Then I re-read, and realized that the argument had gone a lot further than I realized: one of them had actually issued an attack ad against the other. You know the kind, where the music that they use has lyrics that are the exact opposite of the message the commercial is trying to convey. Like when Levi’s used the song “Favorite Son” but never bothered to listen past “some folks are born, made to wear the flag” to hear that he is clearly saying that he’s not one of those people.

But then I realized that it wasn’t an ad homonym attack, and I had to get out the dictionary. My first attempt failed over at Wikipedia, where “ad hominem” came back as “a dirty trick favored by Republicans, who are stupid and immature and fart too much.” Figuring maybe it’d been tampered with, I went to another dictionary, a paper one, and found out that accusing someone of an ad hominem attack is a debate tool used by overeducated people to avoid having to respond to grade-school slurs hurled at them.

Isn’t that typical of the state of discussion on the internet now? In one corner, you have a preening intellectual who is using all the tools of Latin conjugation and debate formality to pick apart the method of his opponent. And in the other corner you have a foul-mouthed troll who swears like a bankrupt pirate in a whorehouse whose debate strategy is to hurl four-letter curses at his opponent in an attempt to keep the level of the discourse no higher than 6th grade.

Oh, sure, occasionally you get two preening intellectuals who go on for pages and pages about ad hominem strawmen using sock puppets, and every comment page eventually ends up with filth-spewing guttersnipes attempting to out-vomit one another, but the general nature of the debate on the internet seems to always evolve into preener versus screamer. Then somebody says ‘Nazi’ and you can pretty much guarantee that the discussion is, for all intents and purposes, finished.

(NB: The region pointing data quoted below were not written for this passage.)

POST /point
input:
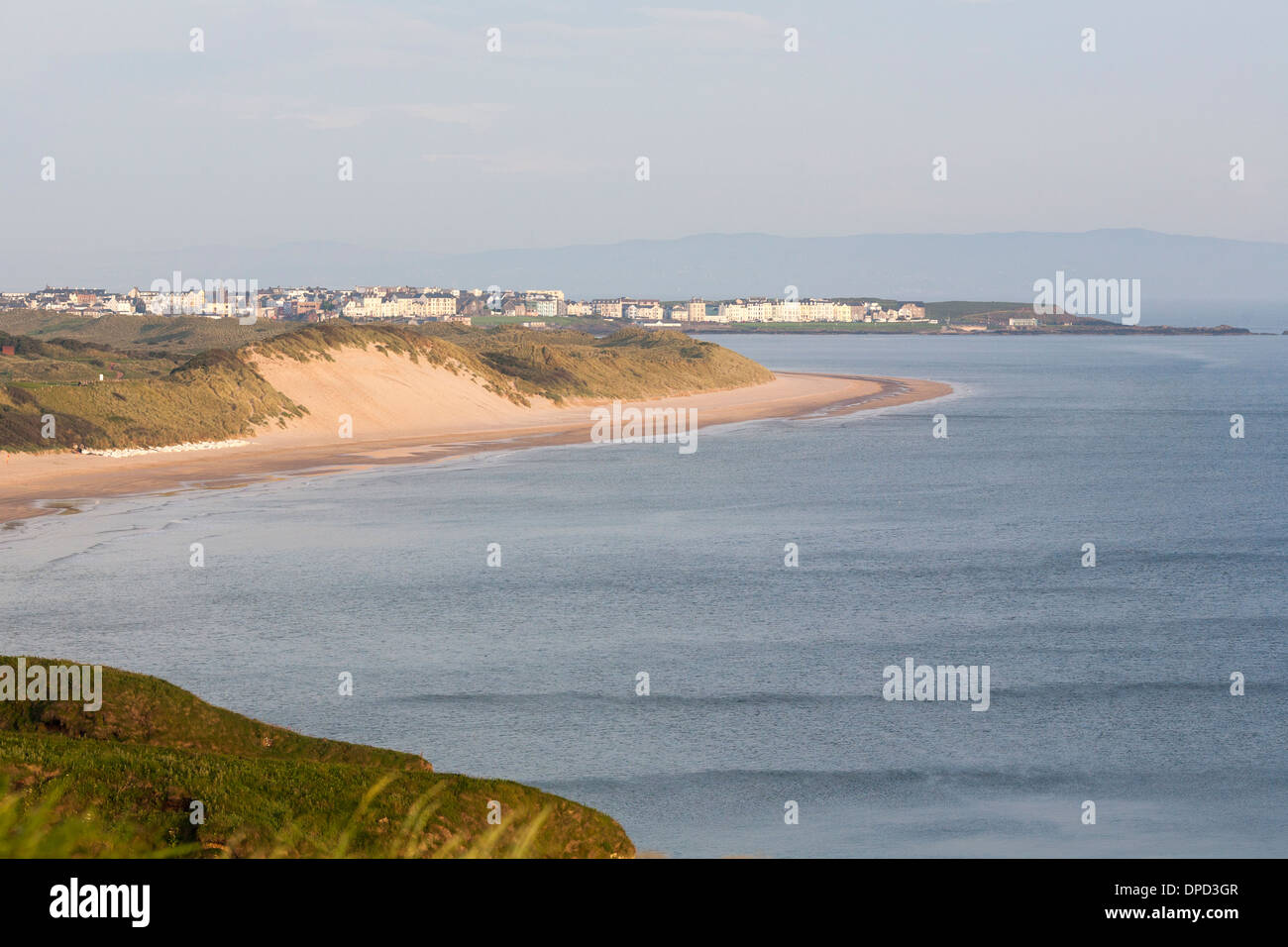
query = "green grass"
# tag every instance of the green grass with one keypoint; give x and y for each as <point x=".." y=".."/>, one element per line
<point x="119" y="783"/>
<point x="185" y="335"/>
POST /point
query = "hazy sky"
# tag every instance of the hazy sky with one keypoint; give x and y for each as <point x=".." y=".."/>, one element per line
<point x="459" y="149"/>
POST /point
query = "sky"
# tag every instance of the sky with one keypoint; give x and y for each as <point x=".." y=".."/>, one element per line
<point x="458" y="149"/>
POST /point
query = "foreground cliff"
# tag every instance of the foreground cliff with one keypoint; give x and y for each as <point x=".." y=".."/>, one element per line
<point x="159" y="772"/>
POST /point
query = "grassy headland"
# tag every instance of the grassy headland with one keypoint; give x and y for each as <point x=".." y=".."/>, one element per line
<point x="121" y="781"/>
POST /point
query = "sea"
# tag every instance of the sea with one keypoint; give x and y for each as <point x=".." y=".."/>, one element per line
<point x="1137" y="706"/>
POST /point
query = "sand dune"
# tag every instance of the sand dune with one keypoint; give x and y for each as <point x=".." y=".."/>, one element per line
<point x="385" y="395"/>
<point x="402" y="411"/>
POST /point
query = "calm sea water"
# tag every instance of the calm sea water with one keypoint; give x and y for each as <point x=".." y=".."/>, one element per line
<point x="1108" y="684"/>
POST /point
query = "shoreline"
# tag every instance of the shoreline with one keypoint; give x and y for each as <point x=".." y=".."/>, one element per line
<point x="48" y="483"/>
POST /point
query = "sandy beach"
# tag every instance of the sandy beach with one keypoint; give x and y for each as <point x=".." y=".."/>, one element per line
<point x="391" y="425"/>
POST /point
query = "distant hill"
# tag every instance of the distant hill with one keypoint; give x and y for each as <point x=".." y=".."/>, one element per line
<point x="1184" y="279"/>
<point x="120" y="783"/>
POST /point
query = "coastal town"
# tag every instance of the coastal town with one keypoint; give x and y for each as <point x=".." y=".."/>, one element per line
<point x="533" y="308"/>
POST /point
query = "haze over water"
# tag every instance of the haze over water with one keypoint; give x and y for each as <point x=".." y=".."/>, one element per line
<point x="1108" y="684"/>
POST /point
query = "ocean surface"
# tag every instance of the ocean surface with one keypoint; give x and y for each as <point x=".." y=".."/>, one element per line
<point x="1109" y="684"/>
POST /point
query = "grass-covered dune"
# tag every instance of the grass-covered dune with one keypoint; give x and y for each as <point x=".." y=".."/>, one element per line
<point x="121" y="781"/>
<point x="219" y="394"/>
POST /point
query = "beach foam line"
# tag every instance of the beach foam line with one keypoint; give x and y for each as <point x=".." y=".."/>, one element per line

Internet debate has become like pro wrestling: it’s not about winning arguments, it’s about looking good to the people in your corner. The event is scripted so that both sides can believe that “their guy” won at least a moral victory if not a factual one; if he didn’t, they can retire thinking that it’s not his fault because the other guy cheated.

Heaven forbid that two mature adults engage in honest debate on an issue in the Internet without resorting to picking apart the apparatus of debate or lobbing verbal Molotovs at one another. That leaves the opportunity for a reader to say “hey, I never thought of that, that’s a good point.” That’s called learning, and outside of the University of Phoenix it’s absolutely forbidden on the Internet. At least, that’s what the popup ads tell me.

Far better to set up a mismatch: a philosopher gallivanting about on his rhetorical high horse versus a gutter-mouthed swamp thing wallowing in his own filth. Each round the philosopher can retreat to his corner where the others congratulate him on his rhetorical acumen while the troll retreats to his corner where the other thugs slap him on the back and chuckle about how good his insult was against the pencil-neck.

And therein lies the problem: both sides think they’re winning. The thing I don’t understand is why the rest of us keep reading it.